Beyond his undeniable skill and mounting experience, Nguyen’s passion is what personifies both Houston’s entrepreneurial capacity, but the next generation of tech entrepreneurs.
“In building teams, you’re often looking at a compromise between skill, experience, and passion,” explains Nguyen. He combines all three.
“When we Houstonians do [take risks],” Nguyen says, we’re tenacious as hell. We’ll do whatever it takes to make it work before quitting.”
When Nguyen built both of his most successful apps, he did it for fun. He built them in one night not because he was up against a client deadline, not because he was being paid to; He did it because it’s what he loves to do. Nguyen is doing what he’s good at and doing what he loves, and it’s this kind of passion for technology that we love at Edgy Labs.
When you love something, it’s easy to take risks, and the aside from passion, risk is a key ingredient for getting a Startup off the ground.
“When we Houstonians do [take risks],” Nguyen says, we’re tenacious as hell. We’ll do whatever it takes to make it work before quitting.”
Diversity is one of the main drivers of innovation. Great minds may think alike, but two heads are better than one. Immigration is undoubtedly one of the biggest factors that have contributed to Houston’s rapid growth and helped make it the most diverse city in the US, and Nguyen himself was originally born in Vietnam and immigrated to Houston as a child.

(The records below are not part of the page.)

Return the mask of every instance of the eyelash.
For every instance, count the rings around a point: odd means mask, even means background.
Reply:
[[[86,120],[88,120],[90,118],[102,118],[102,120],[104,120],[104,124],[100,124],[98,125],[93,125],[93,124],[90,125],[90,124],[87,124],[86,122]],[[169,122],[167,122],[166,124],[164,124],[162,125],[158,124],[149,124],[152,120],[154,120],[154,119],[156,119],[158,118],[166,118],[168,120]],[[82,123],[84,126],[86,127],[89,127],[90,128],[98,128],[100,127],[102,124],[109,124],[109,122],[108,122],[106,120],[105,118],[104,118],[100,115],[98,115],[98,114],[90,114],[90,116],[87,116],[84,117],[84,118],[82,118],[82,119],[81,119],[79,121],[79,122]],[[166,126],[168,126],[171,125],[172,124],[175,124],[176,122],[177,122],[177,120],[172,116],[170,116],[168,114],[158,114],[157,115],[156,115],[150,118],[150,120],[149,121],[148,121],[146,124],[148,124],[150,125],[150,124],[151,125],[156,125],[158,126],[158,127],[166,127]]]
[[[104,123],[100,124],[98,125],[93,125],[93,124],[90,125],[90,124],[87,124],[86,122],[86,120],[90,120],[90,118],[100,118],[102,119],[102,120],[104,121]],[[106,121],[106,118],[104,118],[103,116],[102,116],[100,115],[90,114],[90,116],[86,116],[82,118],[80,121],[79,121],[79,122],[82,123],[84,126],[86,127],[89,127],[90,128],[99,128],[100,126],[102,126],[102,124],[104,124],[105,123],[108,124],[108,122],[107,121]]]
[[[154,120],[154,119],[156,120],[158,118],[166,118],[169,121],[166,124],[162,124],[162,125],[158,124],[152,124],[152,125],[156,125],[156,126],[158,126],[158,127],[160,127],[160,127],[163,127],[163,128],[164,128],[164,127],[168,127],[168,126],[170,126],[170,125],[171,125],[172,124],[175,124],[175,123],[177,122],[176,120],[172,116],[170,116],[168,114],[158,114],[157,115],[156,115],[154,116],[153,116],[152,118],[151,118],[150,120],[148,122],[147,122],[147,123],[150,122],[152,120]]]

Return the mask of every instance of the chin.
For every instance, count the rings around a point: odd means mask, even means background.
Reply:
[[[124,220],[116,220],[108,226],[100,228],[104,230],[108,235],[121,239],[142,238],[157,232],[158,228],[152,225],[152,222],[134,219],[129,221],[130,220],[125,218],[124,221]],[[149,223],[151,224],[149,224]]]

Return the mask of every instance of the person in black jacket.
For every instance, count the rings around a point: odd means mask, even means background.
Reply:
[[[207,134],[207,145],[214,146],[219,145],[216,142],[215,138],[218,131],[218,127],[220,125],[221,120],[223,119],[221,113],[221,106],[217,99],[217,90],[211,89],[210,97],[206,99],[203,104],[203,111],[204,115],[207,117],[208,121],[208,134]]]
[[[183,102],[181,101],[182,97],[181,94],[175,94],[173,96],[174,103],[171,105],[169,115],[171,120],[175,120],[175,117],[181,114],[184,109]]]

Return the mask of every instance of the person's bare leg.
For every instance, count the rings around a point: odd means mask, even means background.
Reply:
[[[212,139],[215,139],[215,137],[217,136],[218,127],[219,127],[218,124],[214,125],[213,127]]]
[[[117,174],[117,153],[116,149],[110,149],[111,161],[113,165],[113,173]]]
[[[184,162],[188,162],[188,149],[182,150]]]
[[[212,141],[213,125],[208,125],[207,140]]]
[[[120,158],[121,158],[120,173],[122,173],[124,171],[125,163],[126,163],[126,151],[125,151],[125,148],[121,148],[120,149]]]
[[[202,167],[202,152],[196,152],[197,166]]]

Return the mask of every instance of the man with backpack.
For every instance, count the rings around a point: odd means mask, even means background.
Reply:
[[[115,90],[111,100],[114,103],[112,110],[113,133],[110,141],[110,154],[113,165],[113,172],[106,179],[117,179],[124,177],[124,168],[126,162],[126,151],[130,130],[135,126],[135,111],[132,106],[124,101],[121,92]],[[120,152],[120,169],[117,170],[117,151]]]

“Houston’s filled with a very diverse group of talented people,” notes Nguyen, “spanning many different industries, and all tackling very different problems.” Different points of view and approaches to problem-solving in the same place increase the likelihood of solving problems in the quickest and most efficient way.
Nguyen’s experience in the University of Houston Wolff Center for Entrepreneurship’s Commercialization of IP program was what initially proved to him how centralizing information only speeds up innovation and expedites returns by making the information as accessible as possible.
“Building a company from the ground up is never easy, no matter how many times you do it,” explains Nguyen, “but the education component reduces the pain of going through it.”
“Of course, having the education alone doesn’t make one an entrepreneur – it’s the application of the knowledge in the real world that separates the successful from everyone else.”
As a member of the second class to go through the program, Nguyen was able to build on the research, projects, and accomplishments of the preceding class. Similarly, the third class after Nguyen’s was able to build on Nguyen’s work and so on.
This snowballing of information not only provides access to high a wealth of quality research and information but also provides a record of case studies on strategies and ideas put to the test, of what works and what doesn’t.
Aspiring, eager entrepreneurs in the program then have a base that each class refines and strengthens in a kind of intellectual evolution with each generation more well-adapted to the business environment that they will engage.
Like Nguyen’s experience at the University of Houston, technology gives us a way to organize the plethora of constantly increasing data out there into actionable insights.
More importantly, reducing testing times not only reduces time to market but also reduces costs. Organizing information makes it easier to find the most relevant data as quickly as possible. Finding information more quickly means using it more quickly, which means faster results.
“Of course, having the education alone doesn’t make one an entrepreneur,” says Nguyen, “it’s the application of the knowledge in the real world that separates the successful from everyone else.”
And, Nguyen’s success can be directly attributed to how he’s applying what he knows.
Just like he looked at Pocket Monster chasing enthusiasts on the street and saw an untapped opportunity, the serial entrepreneur looks at Houston’s vast resources and sees the potential for incredible growth.
“I believe that Houston has a lot of potential and has made incredible strides to move towards the ecosystem that will define Houston as a startup capital in the last few years. We’re sure as hell going to be known for some profitable long-term companies.”